RUN-- RUN FAST (And don't look back!)
Updated November 21, 2017

RUN-- RUN FAST (And don't look back!)

Scott Whitehouse | TrustRadius Reviewer
Score 1 out of 10
Vetted Review
Verified User

Software Version

USM Appliance (On-Premises)

Overall Satisfaction with AlienVault USM

We use AlienVault as an IT Department and use it to monitor all of our brach offices. Its primary use case is of a typical Intrusion Detection System where it actively monitors and alerts for potential threats. I have also used it to run vulnerability scans on my servers (both physical and virtual) to have a better understanding of risks in my environment.
  • I have found things it does well are in short order. It leverages the Snort engine so its IDS scans are pretty good.
  • I like some of the diagnostic capabilities built into the product such as the whois search on a foreign IP address.
  • The support team is knowledgeable. I have had several support cases for databases that crash causing the system to be unresponsive. Each time I have had a support person that was knowledgeable of the product and Linux without having to ask for an escalation.
  • The user interface is horrible. Making changes to directives nearly requires a Ph.D. It takes 6 clicks to find the directive you want to modify and the chain of which 6 items you need to click is not provided in the alert.
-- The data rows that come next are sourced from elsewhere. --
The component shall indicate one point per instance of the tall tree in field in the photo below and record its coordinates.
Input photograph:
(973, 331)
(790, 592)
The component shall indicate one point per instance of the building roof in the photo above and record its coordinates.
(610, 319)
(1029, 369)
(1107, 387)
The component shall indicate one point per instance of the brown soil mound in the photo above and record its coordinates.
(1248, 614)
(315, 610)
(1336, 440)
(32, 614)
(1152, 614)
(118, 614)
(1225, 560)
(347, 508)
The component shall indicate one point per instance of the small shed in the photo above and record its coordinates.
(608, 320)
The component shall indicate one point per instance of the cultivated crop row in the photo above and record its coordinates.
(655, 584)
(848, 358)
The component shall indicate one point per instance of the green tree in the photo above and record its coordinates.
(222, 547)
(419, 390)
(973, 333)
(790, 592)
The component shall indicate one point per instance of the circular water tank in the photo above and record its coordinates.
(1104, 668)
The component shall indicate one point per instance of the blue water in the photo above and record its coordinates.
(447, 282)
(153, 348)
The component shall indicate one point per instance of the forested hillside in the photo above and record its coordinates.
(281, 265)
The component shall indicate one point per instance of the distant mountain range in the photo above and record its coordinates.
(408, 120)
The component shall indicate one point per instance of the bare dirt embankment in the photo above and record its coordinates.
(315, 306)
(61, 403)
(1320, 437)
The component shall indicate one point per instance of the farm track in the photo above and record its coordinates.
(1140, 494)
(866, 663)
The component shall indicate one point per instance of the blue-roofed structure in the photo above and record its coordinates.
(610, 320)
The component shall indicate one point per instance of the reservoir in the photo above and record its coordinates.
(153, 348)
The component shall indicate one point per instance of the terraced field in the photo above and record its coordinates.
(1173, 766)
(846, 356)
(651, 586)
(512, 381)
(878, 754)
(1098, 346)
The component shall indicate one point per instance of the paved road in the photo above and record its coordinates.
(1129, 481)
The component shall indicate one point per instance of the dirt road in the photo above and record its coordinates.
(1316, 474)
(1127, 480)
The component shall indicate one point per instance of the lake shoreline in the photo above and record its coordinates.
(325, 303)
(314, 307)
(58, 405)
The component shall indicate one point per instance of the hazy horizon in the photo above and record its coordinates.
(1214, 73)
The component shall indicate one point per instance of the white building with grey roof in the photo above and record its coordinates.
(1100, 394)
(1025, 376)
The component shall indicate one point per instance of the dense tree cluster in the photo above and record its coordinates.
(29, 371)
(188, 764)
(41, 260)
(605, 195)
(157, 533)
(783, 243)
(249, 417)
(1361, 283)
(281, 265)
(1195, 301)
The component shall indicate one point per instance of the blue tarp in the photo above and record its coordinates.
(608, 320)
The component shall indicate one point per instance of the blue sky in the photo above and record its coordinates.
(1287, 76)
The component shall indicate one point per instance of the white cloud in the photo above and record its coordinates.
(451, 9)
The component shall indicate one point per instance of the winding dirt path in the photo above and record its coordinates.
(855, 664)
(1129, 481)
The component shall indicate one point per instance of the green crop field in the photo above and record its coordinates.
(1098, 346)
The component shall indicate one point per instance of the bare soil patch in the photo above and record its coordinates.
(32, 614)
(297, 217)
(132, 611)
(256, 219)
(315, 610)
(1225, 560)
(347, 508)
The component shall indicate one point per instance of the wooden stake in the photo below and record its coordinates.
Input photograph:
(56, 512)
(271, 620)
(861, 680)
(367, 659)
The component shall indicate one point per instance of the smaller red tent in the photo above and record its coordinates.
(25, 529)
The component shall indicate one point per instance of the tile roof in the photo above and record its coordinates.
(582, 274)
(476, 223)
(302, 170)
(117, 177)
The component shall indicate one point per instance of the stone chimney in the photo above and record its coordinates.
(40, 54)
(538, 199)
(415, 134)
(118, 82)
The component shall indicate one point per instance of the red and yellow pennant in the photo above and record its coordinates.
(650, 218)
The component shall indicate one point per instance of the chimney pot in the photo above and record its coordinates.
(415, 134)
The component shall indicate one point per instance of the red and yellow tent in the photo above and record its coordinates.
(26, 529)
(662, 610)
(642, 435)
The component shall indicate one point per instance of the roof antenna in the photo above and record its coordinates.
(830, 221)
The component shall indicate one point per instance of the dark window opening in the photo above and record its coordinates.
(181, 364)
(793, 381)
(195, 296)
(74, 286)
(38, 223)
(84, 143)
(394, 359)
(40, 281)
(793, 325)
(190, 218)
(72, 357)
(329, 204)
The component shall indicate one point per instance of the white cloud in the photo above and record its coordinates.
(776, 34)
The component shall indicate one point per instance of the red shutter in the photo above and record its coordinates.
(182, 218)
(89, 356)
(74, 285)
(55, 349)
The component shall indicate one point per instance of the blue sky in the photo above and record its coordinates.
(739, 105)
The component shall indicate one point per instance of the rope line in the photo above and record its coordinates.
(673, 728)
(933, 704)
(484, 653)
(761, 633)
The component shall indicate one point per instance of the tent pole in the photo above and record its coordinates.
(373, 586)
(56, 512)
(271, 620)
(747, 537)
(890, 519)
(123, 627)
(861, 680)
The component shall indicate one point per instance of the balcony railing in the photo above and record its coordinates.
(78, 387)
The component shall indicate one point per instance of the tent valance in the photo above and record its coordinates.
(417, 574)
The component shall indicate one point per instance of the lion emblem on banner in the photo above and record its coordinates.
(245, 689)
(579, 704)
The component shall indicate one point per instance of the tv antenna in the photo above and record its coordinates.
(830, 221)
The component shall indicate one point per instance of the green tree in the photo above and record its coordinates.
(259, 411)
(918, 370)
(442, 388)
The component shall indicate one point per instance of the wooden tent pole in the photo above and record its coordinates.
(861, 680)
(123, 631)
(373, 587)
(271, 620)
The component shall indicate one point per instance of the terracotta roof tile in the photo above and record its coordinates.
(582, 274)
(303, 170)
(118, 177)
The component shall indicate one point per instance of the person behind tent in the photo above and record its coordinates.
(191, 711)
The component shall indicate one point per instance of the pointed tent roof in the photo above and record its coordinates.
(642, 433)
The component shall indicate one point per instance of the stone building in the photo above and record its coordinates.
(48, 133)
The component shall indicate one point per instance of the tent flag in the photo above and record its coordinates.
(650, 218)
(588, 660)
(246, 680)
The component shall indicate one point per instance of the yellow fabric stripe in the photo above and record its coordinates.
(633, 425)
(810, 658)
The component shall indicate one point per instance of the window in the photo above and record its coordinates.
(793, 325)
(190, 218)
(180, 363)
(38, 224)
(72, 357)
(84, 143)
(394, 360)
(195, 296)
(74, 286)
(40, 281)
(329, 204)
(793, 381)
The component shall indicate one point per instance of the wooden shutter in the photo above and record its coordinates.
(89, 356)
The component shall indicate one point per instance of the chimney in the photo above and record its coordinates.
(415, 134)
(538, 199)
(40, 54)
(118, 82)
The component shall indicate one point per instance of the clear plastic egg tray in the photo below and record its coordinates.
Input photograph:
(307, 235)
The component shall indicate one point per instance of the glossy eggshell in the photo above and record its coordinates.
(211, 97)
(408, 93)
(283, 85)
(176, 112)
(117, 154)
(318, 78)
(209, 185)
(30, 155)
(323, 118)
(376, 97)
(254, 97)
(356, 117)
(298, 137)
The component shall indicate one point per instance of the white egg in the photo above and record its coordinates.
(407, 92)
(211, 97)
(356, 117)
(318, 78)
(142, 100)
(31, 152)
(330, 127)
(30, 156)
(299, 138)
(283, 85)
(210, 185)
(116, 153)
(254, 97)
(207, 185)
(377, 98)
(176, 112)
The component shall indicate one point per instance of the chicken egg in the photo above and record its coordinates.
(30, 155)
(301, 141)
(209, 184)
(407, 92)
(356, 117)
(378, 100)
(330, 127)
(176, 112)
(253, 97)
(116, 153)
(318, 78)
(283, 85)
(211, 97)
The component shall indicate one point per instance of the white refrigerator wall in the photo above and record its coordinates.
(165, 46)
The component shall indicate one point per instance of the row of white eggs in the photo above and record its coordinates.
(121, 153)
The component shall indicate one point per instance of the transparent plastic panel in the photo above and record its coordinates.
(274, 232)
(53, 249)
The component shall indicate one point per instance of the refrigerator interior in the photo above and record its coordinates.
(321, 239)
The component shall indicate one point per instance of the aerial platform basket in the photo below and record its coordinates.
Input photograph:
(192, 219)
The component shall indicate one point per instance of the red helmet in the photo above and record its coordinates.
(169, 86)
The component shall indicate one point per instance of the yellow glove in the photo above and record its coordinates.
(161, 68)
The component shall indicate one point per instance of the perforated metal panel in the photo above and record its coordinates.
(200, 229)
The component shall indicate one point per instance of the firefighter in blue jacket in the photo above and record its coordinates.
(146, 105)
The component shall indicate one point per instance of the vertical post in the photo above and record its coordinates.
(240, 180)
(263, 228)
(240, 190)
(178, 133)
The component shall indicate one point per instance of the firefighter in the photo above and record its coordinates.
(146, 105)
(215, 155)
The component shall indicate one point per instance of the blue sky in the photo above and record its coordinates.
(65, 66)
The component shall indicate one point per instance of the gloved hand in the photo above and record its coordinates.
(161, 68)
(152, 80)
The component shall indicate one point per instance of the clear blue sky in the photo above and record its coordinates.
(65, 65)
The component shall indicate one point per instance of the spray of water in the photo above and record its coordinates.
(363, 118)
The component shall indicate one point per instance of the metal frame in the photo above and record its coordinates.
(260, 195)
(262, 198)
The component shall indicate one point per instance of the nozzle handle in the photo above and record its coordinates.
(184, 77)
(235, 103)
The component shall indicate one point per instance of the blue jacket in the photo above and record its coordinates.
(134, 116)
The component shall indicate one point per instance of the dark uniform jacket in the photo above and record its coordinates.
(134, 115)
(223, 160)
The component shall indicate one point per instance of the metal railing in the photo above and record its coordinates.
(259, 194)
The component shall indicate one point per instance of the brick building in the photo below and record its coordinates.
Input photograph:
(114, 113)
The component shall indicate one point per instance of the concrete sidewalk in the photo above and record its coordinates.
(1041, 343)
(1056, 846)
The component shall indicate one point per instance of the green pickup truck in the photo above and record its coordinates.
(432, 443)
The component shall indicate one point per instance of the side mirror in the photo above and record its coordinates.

So if you want to go to a directive that is nested multiple layers you must have the full path memorized, and they have hundreds of directives so unless using AlienVault is the only thing you do it is unlikely you will memorize the path.
  • The system is highly unstable. As I mentioned earlier, I have had several support tickets for the system being hard down. I support several virtual appliances and a significant number of databases that are far more stable than this one.
  • Support and maintenance costs are disproportionately high. AlienVault charges a premium several times higher than any other appliance (virtual or physical) I have ever seen. I have 3 other virtual appliances (including another virtualized security device) in my environment and the cumulative cost for support and maintenance on those three is less than 1/3 of the cost of AlienVault.
  • AlienVault has a lot of false positives; so many that one of their consulting companies knows them by name and has a list of recommended alerts to turn off. If the consulting company knows these are false, and AlienVault highly recommends working with the consulting company, why doesn't AleinVault fix the alert? In one case it appears they are marking a Microsoft Update Server (not my WSUS, but one owned by Microsoft) as a DNS Sinkhole.
  • By default AlienVault creates a policy to ignore USM traffic, but does not enable it. I cannot understand why that is unless, they want a new owner to see alerts to know the system is on? It may seem minor, but why not tune out the noise from your system so new customers are only focusing on their traffic and not every SSH session from the USM? All that does is add extra work to a deployment.
I evaluated AlienVault against Secure Works, Snort, Palo Alto, IBM's Informix Dynamic Server, and HPE's ArcSight. I based my evaluation on several criteria and after talking with several people at AlienVault (including management) I decided it would be a good fit as the product was evolving with a solid roadmap. In the last year, there have been no updates of substance (despite being on the roadmap) and the product does not meet expectations.
I would never purchase AlienVault again, and tell every person I know not to purchase it. This is the worst SIEM I have ever used. If someone reading this review is thinking of buying AlienVault. DON'T!!! The product will meet surface level requirements, but will cost you more time and energy to get full value out of it than it is worth. There are better products on the market.